Binding file name | Binding data resource | Data description | Peak no. | Expression file name | Expression data accession no. |
---|---|---|---|---|---|
3656_peaks.bed | Brown Laboratory24 | AR in LNCaP cells | 7095 | AR_diff_expre.xls | GSE7868 (ref. 24) |
5795_peaks.bed | GSE24841 (ref. 39) | Tet1 in mES cells | 35532 | Tet1_diff_expre.xls | GSE24842 (ref. 39) |
349_peaks.bed | GSE19013 (ref. 40) | ESR1 in MCF-7 cells | 7031 | ESR1_diff_expr.xls | GSE11324 (ref. 41) |
Box 2. Optional BETA parameters.
-n NAME, --name NAME | Name result file |
-o OUTPUT, --output OUTPUT | Directory to store all output files |
--gname2 | If switched on, gene or transcript IDs in files given through -e will be considered official gene symbols DEFAULT=FALSE |
--info EXPREINFO | Specify gene ID, up/down status and statistical values Columns? of expression data; DEFAULT: 2,5,7 for LIMMA; 2,10,13 for Cuffdiff; 1,2,3 for BETA-specific format |
--pn PEAKNUMBER | Number of peaks contributing to regulatory potential score DEFAULT=10000 |
--df DIFF_FDR | Input a value 0–1 as a significance threshold for differentially expressed genes by statistical value DEFAULT=1 (all genes) |
--da DIFF_AMOUNT | Most significant differentially expressed genes by proportion (0–1) or number (>1) and ranked by statistical value; for example, 2,000 will set the top 2,000 up genes and 2,000 down genes DEFAULT=0.5 (top 50% up genes and top 50% down genes) |
-c CUTOFF, --cutoff CUTOFF | Input a value 0–1 as a threshold of one-tail Kolmogorov-Smirnov test to determine significant difference DEFAULT=1e-3 |
Box 3. Parameters for BETA-plus extension usage.
| |
-r REFERENCE, --reference REFERENCE | The gene annotation file is downloaded from http://genome.ucsc.edu/. Input only if the genome is neither hg19 nor mm9 |
| |
--bl BOUNDARYLIMIT | Boolean value; whether or not to use a CTCF boundary to obtain a peak’s associated gene, DEFAULT=FALSE |
--bf BOUNDARYFILE | BED format boundary file; use only when --bl is set and genome is neither hg19 nor mm9 |
? TROUBLESHOOTING
Troubleshooting advice can be found in Table 2.
TABLE 2.
Step | Problem | Possible reason | Solution |
---|---|---|---|
1–6 | Installation failed | Variable problems (and see below) | Refer to the readme or detailed installation online http://cistrome.org/BETA/#inst |
6 | Setuptools error | Lack of the Python package ‘setuptools’; multiple versions of Python installed | To install setuptools, input the following in the terminal: $ curl http://python-distribute.org/distribute_setup.py | sudo python For multiple python versions, specify the PYTHONPATH of 1 over 2.6 in environment variable: > export PYTHONPATH=PATH_TO_BETA_LIB |
Installation failed | Incorrect permission of the installation directory | Modify PYTHONPATH and reinstall BETA with: ––prefix | |
8, 9 | Error when checking input file format | Unsupported format of input data or incorrect [LIM/CUF/BSF/O] parameter | Check the input file, especially for differential expression data; see examples of test data in the BETA package |
10, 11 | No results output | Low data quality or unmatched binding and expression data | Use high-quality data or loosen some parameters |
● TIMING
In general, it takes 2, 1 and 20 min to run BETA-basic, BETA-minus and BETA-plus, respectively.
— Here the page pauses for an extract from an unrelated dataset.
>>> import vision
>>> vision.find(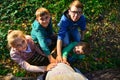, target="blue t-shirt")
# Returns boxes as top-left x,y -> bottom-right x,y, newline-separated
58,11 -> 86,40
The run time is closely related to the number of binding events (users can set top binding sites by using the parameter --pn) and the number the differentially expressed genes (which depends on –da and --df).
ANTICIPATED RESULTS
BETA-basic
BETA-basic rapidly analyzes a factor’s function and its direct targets. The resulting output files are listed here:
File name | Description | Function (PROCEDURE Steps) |
---|---|---|
NA_byscores.R | R script for function prediction | Up or down or both Steps 11A(i, iii and iv), 11B(ii, iii and iv) |
NA_score.pdf | PDF file for function prediction | Up or down or both Steps 11A(i, iii and iv), 11B(ii, iii and iv) |
NA_uptarget.txt | Upregulated direct targets | Up Steps 11A(i and iv), 11B(ii and iv) |
NA_uptarget_associate_peaks.bed | Associated peaks of upregulated targets | Up Steps 11A(i and iv), 11B(ii and iv) |
NA_downtarget.txt | Downregulated direct targets | Down Steps 11A(iii and iv), 11B(iii and iv) |
NA_downtarget_associate_peaks.bed | Associated peaks of downregulated targets | Down Steps 11A(iii and iv), 11B(iii and iv) |
Functional prediction results are presented as a cumulative distribution function plot; direct target genes can be downloaded as a tab-delimited text file with the first six columns in standard BED format. In addition to these outputs, the file basic_score.pdf predicts whether the factor has an activating or repressive function or both (Figs. 2a and 3). Among the three data sets used in Step 11, BETA found AR to have an activating function in the prostate cancer cell line LNCaP (Fig. 2a), Tet1 to have a repressing function in mouse ES cells (Fig. 3a) and ESR1 to have both activating and repressing functions in the breast cancer cell line MCF-7 (Fig. 3b); these finding are consistent with the previous studies5,39. Direct upregulated targets or downregulated targets are listed in the NA_uptarget.txt or NA_downtarget.txt file, and the associated peaks named NA_uptarget_associated_peaks.bed or NA_downtarget_associated_peaks.bed will be output as well. All the output results have the same format with the AR output shown in the Experimental design.
BETA-plus
BETA-plus runs function prediction, target detection and binding motif analysis step by step. Motif results are deposited into a directory named ‘motifresult’, which is under the BETA results directory defined by the parameter -o. If a factor functions as both an activator and a repressor of gene expression (e.g., ESR1 in MCF7 cells), BETA will perform motif searches in both upregulated and downregulated target gene regions, enrichment analysis of motifs in up- or down-target over nontarget regions and identification of upregulation- and downregulation-specific motifs. The binding motif analysis file betamotif. html summarizes all significant binding motif results on a web page. The result of the ESR1 analysis are shown in Figure 4, with Figure 4a,b depicting binding motifs found in upregulated and downregulated target gene regions, respectively. The ESR1 binding motif was the most significant one in both up- and down-target regions. The retinoid X receptor alpha (RXRA) binding motif was found to have a negative t score, which represents RXRA enriched in downregulated genes. Motifs with a positive t score represent enrichment in upregulated genes (Fig. 4c). In addition, binding motifs found in upregulated and downregulated genes (compared with nontargeted genes) represent potential collaborating factors to ESR1 (Fig. 4d,e).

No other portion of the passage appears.